Thursday, August 7, 2025

STOLEN HOLIDAY

 





The month of August is when Turner Classic Movies presents their "Summer Under The Stars" series, in which a different actor is featured each day. Earlier this week the great Claude Rains was honored, and among the films shown in which he appeared in was one I had not seen, STOLEN HOLIDAY, a 1937 Warner Bros. production directed by the one and only Michael Curtiz. 

STOLEN HOLIDAY veers uneasily between the romantic entanglements of fashion maven Nicole Picot (Kay Francis) and the con artist shenanigans of Stefan Orloff (Claude Rains). The movie begins in 1931, where Nicole, a model working in Paris, is chosen by a mysterious man for a personal fashion show. Nicole learns that the man, Stefan Orloff, really wants her to pose as his companion so he can impress a potential client. The ruse works, and as Orloff becomes more and more successful, he helps Nicole in her quest to run her very own fashion house. Five years later, the two are at the top of their fields, but their relationship is more close friends than anything else. The French police are closing in on Orloff's shady activities, and in order to fend off any potential trouble, he asks Nicole to marry him. Orloff believes that the wedding will be a social highlight, and due to the many important guests he intends to invite, he assumes that the authorities will quit bothering him. Nicole surprisingly accepts Orloff's proposal, despite the fact that she's fallen in love with a British diplomat (Ian Hunter). 

Despite the fact that it was directed by Michael Curtiz, and produced by Hal B. Wallis, STOLEN HOLIDAY is a very middling film that has a very disjointed screenplay. It's meant to be a Kay Francis vehicle--she wears a different expensive outfit in every scene she is in, and she also has plenty of different hairdos--but it's Claude Rains and his financial dealings that the viewer is interested in. It's as if two films were mashed together. The overall relationship between the characters played by Francis and Rains is not developed very well, or even properly defined--are they lovers? Friends? Do they feel they owe each other something? Francis and Rains have no chemistry (according to David J. Skal's biography of Rains, the actor wasn't impressed with Francis), and while watching this film, you might notice than in the long shots, Francis in her high heels towers over Rains, while in the close shots she and he are about the same height. When Nicole agrees to marry Orloff, you just don't buy it--it feels like something that was put into the script to set up a climatic problem. (There's a very short montage sequence showing how Nicole and Orloff rise to the top, but it doesn't explain why the two have a connection to one another.) 

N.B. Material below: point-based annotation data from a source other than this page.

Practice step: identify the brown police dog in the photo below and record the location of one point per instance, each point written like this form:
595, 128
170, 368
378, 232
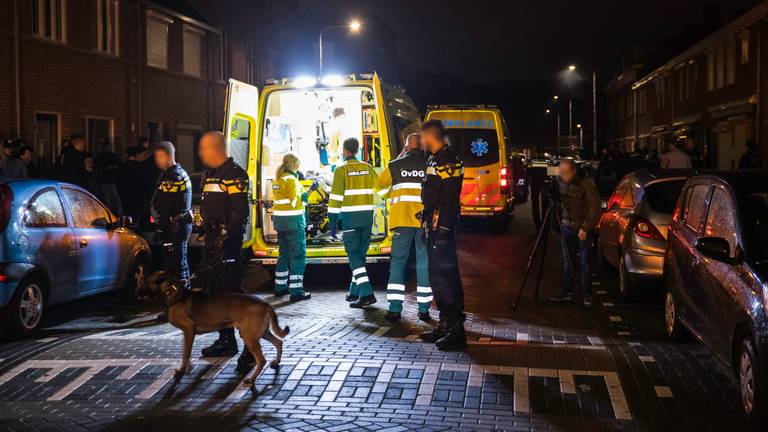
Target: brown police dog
197, 313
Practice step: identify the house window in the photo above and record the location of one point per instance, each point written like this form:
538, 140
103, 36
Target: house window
49, 19
157, 39
730, 61
107, 26
192, 50
720, 67
744, 47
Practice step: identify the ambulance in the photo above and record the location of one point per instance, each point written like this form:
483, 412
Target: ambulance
311, 117
480, 134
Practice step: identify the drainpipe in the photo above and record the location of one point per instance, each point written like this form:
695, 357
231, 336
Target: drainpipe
17, 67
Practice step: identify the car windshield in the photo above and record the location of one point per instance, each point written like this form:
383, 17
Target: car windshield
662, 196
755, 225
610, 173
477, 147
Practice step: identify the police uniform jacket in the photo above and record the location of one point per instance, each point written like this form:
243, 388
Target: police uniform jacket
225, 199
173, 197
401, 182
441, 193
352, 194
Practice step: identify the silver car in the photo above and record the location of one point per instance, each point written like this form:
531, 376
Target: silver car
633, 229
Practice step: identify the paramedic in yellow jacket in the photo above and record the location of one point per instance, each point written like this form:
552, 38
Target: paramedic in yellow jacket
401, 182
351, 200
288, 218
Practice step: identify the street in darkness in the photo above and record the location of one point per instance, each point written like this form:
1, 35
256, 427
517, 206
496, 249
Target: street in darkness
337, 215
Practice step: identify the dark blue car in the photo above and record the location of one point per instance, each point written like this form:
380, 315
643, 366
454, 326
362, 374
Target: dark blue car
59, 243
716, 272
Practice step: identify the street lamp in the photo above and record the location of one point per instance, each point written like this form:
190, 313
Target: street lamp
353, 26
572, 68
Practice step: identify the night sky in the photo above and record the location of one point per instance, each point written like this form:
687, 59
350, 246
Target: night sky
510, 52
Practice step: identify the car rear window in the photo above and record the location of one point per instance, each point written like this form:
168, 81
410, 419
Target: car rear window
477, 147
662, 196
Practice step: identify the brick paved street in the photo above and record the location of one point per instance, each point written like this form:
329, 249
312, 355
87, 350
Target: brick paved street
543, 367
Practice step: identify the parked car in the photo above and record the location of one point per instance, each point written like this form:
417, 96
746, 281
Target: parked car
633, 229
59, 243
610, 172
716, 273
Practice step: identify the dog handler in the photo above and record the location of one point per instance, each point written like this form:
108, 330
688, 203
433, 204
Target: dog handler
352, 200
224, 210
401, 182
288, 219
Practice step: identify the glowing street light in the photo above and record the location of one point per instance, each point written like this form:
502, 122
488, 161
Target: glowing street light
353, 26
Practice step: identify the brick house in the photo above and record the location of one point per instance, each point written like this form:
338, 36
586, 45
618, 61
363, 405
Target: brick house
711, 96
117, 70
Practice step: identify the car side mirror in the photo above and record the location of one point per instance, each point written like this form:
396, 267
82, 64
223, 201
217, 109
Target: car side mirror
716, 248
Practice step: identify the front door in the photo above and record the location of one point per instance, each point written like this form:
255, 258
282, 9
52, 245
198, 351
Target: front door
46, 139
98, 245
240, 129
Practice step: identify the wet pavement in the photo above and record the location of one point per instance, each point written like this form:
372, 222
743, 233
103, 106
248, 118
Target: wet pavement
101, 365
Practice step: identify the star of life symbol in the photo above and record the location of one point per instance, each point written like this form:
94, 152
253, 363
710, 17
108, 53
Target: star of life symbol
479, 147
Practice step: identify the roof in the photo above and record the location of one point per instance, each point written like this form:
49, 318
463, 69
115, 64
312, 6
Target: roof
748, 18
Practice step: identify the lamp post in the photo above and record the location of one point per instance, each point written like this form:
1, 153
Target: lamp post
353, 26
572, 68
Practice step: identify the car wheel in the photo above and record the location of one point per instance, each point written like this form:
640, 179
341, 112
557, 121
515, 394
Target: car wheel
27, 308
672, 324
751, 383
627, 283
136, 277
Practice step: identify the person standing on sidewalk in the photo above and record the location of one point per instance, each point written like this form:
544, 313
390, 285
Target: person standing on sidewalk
401, 182
172, 203
351, 200
441, 195
289, 222
580, 202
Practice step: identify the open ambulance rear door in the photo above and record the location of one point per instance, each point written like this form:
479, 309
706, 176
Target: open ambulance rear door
241, 131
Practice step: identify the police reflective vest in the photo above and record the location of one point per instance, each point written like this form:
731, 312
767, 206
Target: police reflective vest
173, 196
287, 195
401, 183
225, 199
441, 192
352, 194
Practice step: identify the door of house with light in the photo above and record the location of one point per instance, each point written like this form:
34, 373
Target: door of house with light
46, 139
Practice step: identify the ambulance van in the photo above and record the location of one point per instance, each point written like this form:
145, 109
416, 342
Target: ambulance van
480, 135
311, 118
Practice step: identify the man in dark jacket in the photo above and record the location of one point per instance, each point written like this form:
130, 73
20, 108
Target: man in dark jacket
580, 213
132, 195
73, 162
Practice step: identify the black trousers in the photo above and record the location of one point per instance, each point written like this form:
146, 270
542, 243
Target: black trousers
175, 255
536, 206
445, 279
223, 266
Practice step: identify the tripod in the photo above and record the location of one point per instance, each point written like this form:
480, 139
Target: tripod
551, 216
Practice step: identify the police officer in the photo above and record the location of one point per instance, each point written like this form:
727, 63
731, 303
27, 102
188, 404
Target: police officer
441, 197
537, 174
224, 211
288, 218
172, 205
351, 200
401, 182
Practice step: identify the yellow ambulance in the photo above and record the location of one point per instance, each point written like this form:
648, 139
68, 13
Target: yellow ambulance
311, 117
480, 134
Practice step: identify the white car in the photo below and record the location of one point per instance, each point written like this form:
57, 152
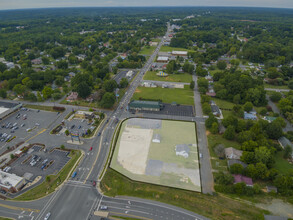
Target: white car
47, 216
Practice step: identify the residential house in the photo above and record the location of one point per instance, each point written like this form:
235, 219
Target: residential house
72, 97
182, 150
242, 179
234, 161
156, 138
232, 153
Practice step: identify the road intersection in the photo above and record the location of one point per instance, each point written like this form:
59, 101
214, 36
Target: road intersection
78, 199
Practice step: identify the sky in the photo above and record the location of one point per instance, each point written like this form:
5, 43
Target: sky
18, 4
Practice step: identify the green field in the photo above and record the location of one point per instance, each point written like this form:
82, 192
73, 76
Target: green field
183, 77
214, 207
148, 50
174, 171
170, 49
180, 96
282, 165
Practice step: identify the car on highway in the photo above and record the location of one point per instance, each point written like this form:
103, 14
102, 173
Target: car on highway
103, 207
47, 216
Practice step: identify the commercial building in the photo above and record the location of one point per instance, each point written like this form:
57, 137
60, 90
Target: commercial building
11, 182
84, 115
7, 108
163, 59
179, 53
145, 105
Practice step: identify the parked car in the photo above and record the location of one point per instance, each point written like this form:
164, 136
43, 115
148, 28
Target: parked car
47, 216
103, 207
74, 174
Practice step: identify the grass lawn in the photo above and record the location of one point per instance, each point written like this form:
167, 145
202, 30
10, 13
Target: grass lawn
282, 165
48, 187
182, 77
214, 207
148, 50
275, 87
170, 49
41, 107
180, 96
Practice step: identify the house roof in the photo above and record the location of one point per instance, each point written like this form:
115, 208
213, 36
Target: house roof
239, 179
182, 147
233, 153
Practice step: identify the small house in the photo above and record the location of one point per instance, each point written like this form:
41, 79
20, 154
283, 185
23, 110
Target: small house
242, 179
182, 150
156, 138
232, 153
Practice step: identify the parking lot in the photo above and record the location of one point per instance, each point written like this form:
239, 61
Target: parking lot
24, 124
77, 126
46, 162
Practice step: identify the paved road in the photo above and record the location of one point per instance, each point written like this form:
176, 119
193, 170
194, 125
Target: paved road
78, 199
207, 181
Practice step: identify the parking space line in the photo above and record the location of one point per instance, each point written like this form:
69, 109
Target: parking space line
36, 135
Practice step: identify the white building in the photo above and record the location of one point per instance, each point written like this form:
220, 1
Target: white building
11, 182
179, 53
156, 138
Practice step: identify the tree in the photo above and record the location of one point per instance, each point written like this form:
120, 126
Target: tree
123, 83
276, 96
263, 155
3, 67
261, 171
223, 179
229, 134
287, 152
83, 90
248, 157
192, 84
19, 89
274, 130
236, 168
66, 132
248, 106
108, 100
47, 92
215, 128
3, 93
221, 64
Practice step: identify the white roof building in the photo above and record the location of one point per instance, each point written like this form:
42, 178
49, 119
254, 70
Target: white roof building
162, 59
156, 138
179, 53
10, 182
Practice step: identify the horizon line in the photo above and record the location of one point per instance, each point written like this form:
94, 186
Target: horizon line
155, 6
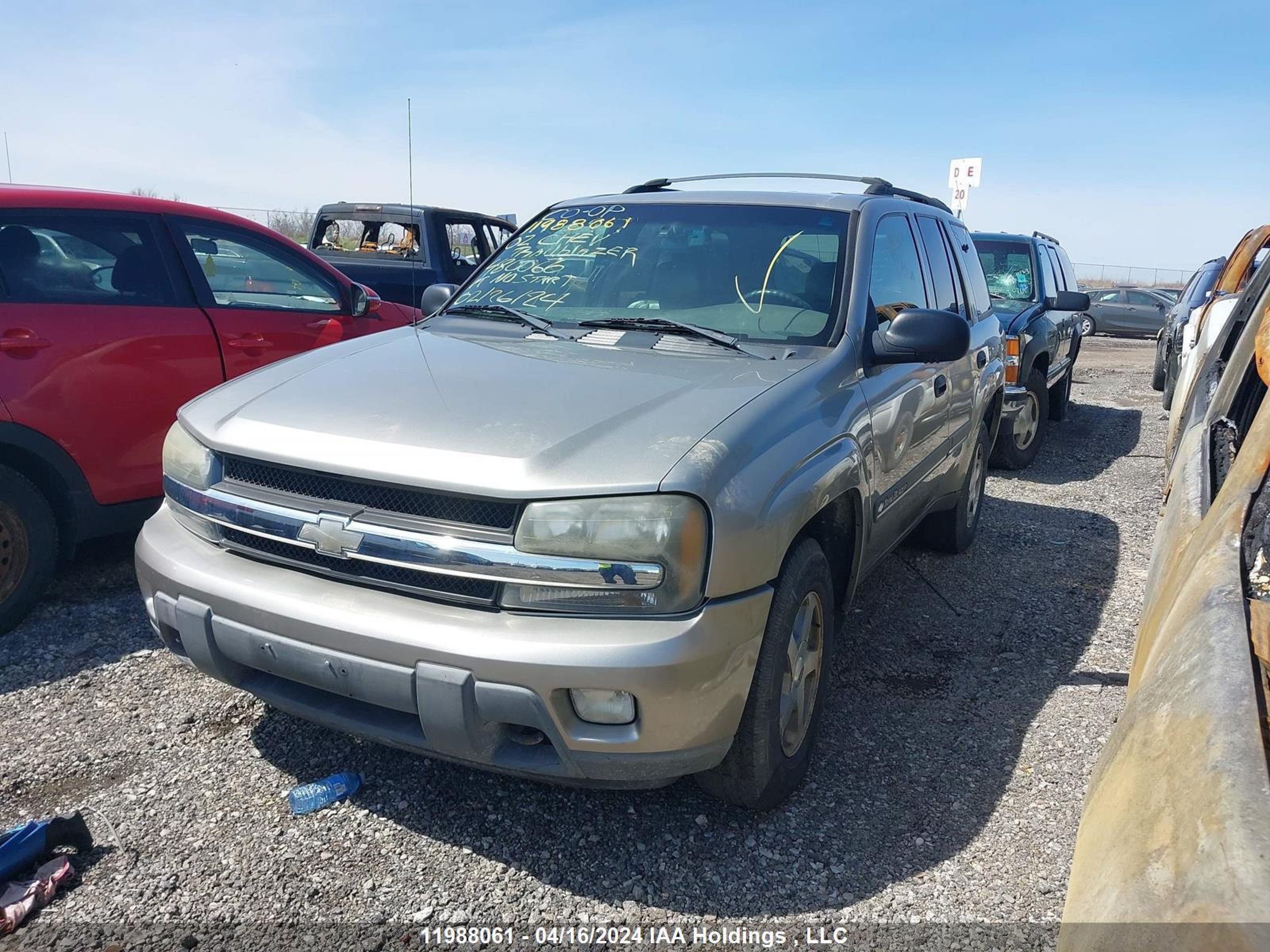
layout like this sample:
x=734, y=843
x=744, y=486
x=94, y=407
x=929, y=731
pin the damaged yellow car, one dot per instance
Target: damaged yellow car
x=1174, y=847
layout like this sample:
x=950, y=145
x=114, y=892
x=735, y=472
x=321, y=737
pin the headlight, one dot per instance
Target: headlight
x=186, y=460
x=191, y=464
x=668, y=530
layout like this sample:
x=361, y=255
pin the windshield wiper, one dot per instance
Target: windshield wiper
x=668, y=324
x=529, y=321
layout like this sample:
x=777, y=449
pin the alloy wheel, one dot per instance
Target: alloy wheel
x=804, y=657
x=14, y=551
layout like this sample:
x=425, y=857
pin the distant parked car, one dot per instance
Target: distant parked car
x=1126, y=313
x=1170, y=343
x=400, y=251
x=115, y=310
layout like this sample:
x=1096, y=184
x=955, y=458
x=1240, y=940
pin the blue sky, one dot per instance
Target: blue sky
x=1136, y=132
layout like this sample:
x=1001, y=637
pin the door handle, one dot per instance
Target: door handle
x=256, y=343
x=22, y=340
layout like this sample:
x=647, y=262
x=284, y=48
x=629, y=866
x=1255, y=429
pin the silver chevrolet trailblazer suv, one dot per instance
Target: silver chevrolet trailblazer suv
x=598, y=518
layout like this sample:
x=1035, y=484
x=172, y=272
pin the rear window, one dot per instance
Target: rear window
x=365, y=235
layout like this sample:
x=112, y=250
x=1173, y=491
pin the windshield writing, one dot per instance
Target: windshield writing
x=755, y=272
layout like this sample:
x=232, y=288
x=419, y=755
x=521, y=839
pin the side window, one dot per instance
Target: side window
x=496, y=236
x=976, y=284
x=896, y=281
x=242, y=270
x=1065, y=265
x=1060, y=278
x=941, y=268
x=82, y=258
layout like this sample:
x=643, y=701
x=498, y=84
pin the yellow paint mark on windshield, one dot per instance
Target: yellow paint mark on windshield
x=762, y=294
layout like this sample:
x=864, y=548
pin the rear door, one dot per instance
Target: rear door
x=265, y=299
x=101, y=341
x=908, y=403
x=1146, y=313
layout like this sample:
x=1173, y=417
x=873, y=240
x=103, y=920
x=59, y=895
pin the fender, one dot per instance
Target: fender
x=81, y=517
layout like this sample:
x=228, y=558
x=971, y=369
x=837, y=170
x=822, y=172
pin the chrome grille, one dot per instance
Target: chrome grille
x=489, y=513
x=362, y=573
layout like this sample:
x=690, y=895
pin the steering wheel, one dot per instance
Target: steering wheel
x=776, y=296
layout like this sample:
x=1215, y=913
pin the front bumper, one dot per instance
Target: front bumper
x=455, y=682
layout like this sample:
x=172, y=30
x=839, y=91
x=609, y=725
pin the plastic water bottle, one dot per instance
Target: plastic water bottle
x=314, y=797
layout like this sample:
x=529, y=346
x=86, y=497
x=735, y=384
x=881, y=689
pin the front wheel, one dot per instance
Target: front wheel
x=1019, y=443
x=773, y=748
x=954, y=530
x=1157, y=374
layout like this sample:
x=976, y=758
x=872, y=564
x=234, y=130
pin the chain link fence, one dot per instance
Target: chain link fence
x=1114, y=274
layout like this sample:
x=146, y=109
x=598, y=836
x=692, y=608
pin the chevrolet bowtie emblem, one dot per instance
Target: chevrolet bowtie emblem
x=331, y=536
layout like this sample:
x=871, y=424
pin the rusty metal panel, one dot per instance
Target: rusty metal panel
x=1174, y=847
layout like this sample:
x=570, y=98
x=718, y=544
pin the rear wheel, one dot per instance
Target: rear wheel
x=954, y=530
x=1019, y=443
x=773, y=748
x=29, y=546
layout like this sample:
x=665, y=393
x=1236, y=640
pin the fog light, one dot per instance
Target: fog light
x=600, y=706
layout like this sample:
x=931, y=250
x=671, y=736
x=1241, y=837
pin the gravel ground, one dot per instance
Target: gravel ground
x=968, y=708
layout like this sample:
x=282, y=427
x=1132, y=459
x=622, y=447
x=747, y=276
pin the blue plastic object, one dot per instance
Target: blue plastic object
x=314, y=797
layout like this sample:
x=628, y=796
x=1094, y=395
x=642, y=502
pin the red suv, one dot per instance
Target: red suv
x=115, y=310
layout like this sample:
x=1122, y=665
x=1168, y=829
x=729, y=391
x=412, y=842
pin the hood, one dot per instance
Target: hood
x=1014, y=314
x=493, y=416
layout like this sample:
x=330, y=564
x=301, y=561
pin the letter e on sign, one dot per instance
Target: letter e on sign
x=966, y=173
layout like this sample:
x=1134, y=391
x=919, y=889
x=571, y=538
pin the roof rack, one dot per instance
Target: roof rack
x=877, y=187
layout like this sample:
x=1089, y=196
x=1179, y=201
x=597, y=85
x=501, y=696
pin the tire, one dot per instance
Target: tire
x=29, y=546
x=953, y=531
x=1061, y=398
x=1157, y=374
x=1019, y=443
x=770, y=754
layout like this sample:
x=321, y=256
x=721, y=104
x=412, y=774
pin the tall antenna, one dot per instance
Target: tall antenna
x=410, y=153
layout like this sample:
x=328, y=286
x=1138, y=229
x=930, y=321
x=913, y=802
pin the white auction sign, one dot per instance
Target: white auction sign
x=964, y=175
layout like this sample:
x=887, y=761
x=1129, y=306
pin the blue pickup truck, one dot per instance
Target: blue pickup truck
x=402, y=249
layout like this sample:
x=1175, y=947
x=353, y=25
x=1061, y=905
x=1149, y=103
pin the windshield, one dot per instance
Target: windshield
x=370, y=236
x=1008, y=267
x=755, y=272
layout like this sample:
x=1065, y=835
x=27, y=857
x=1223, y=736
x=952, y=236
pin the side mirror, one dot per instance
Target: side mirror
x=1068, y=301
x=922, y=336
x=435, y=298
x=361, y=301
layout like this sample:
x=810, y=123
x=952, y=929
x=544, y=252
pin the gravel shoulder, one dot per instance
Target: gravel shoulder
x=970, y=705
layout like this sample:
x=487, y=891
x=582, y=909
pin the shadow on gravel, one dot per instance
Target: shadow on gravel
x=931, y=697
x=1083, y=446
x=92, y=615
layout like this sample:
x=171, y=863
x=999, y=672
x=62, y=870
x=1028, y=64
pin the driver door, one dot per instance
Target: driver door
x=265, y=300
x=908, y=403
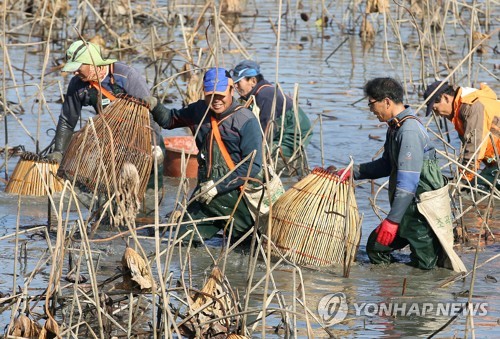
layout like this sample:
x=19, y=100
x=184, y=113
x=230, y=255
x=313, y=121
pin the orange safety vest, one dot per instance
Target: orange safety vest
x=491, y=123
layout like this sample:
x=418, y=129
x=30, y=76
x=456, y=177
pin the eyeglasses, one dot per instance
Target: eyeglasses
x=77, y=53
x=371, y=103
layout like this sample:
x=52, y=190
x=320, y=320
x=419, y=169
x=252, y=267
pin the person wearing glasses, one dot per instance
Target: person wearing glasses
x=474, y=113
x=85, y=61
x=409, y=160
x=218, y=189
x=291, y=134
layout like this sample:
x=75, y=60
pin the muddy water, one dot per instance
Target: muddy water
x=332, y=89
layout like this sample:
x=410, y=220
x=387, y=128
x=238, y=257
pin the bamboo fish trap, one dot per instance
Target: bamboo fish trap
x=32, y=175
x=316, y=222
x=97, y=152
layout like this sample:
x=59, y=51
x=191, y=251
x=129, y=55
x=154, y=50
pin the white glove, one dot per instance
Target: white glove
x=208, y=190
x=151, y=101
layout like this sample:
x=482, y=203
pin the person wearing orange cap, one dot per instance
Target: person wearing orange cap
x=240, y=134
x=474, y=113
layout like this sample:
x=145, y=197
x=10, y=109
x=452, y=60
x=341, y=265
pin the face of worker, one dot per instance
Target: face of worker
x=381, y=108
x=245, y=86
x=444, y=106
x=88, y=72
x=220, y=103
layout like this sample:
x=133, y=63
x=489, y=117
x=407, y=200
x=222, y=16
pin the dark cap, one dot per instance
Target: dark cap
x=246, y=68
x=432, y=87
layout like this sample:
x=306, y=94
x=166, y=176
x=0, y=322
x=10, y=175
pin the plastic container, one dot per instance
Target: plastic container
x=173, y=157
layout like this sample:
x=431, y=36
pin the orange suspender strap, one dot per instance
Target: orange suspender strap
x=222, y=147
x=249, y=102
x=103, y=90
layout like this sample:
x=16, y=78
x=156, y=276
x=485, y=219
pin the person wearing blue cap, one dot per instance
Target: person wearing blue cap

Kay Francis and Claude Rains in STOLEN HOLIDAY


As for Francis herself, while she definitely gets plenty of attention and glamour shots in this film, she also appears bored at times. She was a big star at Warners during the early 1930s, but at this point she was having problems with the studio. She had to have realized that Claude Rains got the better role in this film, and Ian Hunter as the romantic lead was no Clark Gable. 

Claude Rains doesn't get the amount of screen time that he deserves, but when he does show up, the movie shifts into a different gear. There's something dynamic and intriguing about Rains' Orloff--the entire movie should have been about him, and we should have gotten more info on his background and psychology. (Apparently the role of Stefan Orloff was based on a real-life Russian who caused a scandal in France, despite the fact that before STOLEN HOLIDAY begins we are shown a message trying to convince us that this film is not based on any real person or actual incident.) 

While watching STOLEN HOLIDAY you get the sense that Michael Curtiz wasn't that thrilled in making it. It's not a bad film, and it's not badly made, but it doesn't have that certain something to make it memorable. Michael Curtiz and Claude Rains would go on to work together for a total of 11 different times, and some of those pictures were among the greatest ever made in Hollywood history. As they encountered each other on the set over the years, I doubt the duo gave all that much thought to STOLEN HOLIDAY.